The Storyteller

Kathryn Williams. HarperTeen, $17.99 (368p) ISBN 978-0-06-304939-0

Making a persuasive point about the hazards and temptations of impostorhood, Williams (Pizza, Love, and Other Stuff That Made Me Famous) interweaves two tales in this gently propulsive romance. An aspiring writer in 2007, contemporary narrator Jess Morgan, 17 and cued as white, feels pressure to live up to her appearance-oriented mother’s rigorous academic expectations while simultaneously cultivating a cool-girl facade for her popular boyfriend. Story line number two comes into play when Jess encounters a cache of journals that belonged to her deceased great-great-aunt Anna, and hires geeky, cute pale-skinned college student Evan Hermann to translate them from the original Russian. The pair soon finds that the journals are written from the point of view of Anastasia Romanov, the believed-executed daughter of Russia’s last czar.
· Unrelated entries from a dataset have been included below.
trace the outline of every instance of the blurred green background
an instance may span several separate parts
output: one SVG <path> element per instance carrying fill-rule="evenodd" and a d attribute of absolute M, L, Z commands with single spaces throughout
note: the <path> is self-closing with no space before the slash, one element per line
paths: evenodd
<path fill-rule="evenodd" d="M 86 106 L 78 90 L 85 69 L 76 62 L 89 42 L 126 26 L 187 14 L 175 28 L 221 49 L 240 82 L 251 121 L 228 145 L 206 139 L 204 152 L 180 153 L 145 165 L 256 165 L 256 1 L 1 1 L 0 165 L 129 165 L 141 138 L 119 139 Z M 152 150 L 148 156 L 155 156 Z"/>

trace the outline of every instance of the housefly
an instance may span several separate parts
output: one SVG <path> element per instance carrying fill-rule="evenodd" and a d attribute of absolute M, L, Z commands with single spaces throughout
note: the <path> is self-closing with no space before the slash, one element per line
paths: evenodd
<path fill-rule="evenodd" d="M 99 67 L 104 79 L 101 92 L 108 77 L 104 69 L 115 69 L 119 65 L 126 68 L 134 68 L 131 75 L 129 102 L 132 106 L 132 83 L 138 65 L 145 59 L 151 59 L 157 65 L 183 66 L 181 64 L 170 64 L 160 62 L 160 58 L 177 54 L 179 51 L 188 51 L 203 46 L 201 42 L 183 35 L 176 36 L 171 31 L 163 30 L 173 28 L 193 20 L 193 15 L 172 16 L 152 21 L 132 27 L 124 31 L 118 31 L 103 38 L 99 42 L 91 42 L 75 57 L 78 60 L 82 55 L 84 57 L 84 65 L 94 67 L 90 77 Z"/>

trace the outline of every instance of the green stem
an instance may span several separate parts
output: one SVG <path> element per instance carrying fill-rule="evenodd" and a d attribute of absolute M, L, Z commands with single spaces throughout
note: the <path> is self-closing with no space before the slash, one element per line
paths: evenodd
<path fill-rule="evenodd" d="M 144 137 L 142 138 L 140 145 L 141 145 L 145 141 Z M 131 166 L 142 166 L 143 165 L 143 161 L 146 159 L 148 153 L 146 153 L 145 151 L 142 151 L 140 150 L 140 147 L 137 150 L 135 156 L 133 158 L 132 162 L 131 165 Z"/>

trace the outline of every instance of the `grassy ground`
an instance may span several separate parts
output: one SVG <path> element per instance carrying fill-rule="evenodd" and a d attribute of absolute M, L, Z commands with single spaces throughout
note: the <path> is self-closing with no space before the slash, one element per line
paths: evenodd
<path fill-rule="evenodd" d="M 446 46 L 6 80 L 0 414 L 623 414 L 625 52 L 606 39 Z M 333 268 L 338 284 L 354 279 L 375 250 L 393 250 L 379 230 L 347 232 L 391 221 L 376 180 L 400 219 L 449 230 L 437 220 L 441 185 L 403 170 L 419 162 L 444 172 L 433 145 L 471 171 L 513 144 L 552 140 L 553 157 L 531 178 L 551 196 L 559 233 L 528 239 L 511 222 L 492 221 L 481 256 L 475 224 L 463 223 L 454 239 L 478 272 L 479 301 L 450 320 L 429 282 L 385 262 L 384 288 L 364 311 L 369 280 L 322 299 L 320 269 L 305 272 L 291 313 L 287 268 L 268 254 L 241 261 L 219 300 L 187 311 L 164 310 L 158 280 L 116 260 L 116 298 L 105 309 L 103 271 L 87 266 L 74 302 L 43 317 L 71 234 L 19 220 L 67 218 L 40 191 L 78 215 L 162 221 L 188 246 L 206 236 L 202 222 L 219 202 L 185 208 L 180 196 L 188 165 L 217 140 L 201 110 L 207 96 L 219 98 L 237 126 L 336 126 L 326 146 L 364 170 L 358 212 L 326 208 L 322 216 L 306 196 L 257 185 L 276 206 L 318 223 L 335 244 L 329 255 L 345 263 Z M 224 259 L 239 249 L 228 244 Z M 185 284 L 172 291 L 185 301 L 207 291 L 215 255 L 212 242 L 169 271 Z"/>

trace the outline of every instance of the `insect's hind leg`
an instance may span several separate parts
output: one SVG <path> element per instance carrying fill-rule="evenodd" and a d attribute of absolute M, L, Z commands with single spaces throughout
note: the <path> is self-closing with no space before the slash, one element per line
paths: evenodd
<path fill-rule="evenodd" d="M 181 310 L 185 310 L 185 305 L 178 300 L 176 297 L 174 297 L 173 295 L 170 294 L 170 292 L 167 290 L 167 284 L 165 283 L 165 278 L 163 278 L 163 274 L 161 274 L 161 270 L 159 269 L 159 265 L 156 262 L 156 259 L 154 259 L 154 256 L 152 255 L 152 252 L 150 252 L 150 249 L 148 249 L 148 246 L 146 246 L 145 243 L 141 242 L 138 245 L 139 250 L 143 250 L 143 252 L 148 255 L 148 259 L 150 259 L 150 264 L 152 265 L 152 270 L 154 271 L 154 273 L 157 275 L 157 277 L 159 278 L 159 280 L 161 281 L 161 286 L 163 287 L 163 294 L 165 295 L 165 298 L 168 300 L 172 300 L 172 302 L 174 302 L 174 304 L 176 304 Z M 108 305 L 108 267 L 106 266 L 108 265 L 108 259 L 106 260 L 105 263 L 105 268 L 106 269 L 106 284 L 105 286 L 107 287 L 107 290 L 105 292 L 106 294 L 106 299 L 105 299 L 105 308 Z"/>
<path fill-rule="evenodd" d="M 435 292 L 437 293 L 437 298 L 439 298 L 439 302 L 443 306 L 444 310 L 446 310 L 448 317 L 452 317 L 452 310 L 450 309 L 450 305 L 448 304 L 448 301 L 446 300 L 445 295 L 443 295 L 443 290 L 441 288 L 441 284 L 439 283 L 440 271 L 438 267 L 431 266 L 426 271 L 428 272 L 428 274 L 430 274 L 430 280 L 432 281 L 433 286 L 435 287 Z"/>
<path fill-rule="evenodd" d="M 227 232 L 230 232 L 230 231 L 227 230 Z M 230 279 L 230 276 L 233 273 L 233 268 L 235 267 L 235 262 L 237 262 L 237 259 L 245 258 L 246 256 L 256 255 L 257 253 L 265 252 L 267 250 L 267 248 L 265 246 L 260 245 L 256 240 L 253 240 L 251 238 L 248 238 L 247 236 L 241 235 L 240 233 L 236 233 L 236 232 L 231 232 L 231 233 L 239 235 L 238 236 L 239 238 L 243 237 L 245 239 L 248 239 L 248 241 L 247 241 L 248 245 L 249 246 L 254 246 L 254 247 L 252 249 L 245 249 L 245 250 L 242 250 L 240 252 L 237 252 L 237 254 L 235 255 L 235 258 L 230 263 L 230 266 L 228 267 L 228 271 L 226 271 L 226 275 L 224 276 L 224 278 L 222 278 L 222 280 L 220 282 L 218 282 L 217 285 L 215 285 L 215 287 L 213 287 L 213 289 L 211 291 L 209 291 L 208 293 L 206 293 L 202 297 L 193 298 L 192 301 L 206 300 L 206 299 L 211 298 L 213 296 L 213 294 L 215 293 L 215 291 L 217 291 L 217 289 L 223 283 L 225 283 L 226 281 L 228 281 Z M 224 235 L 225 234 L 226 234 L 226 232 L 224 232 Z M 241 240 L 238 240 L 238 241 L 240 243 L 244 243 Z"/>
The subsequent telling alternates between the duo’s modern-day sleuthing and translated journal excerpts from a century back that provide a beguiling chronicle of Anastasia’s life as an indulged royal, then a prisoner with her family, and later as a destitute political pawn on the run. As the story behind the diaries eventually becomes clear, it confirms Jess’s decision to strive for a more authentic self. Characters who come on the scene with seemingly full-fledged back stories and Jess’s chatty, self-examining narrative make for a breezily engaging read. Ages 13–up. Agent: Elizabeth Rudnick, Mackenzie Wolf. (Jan.)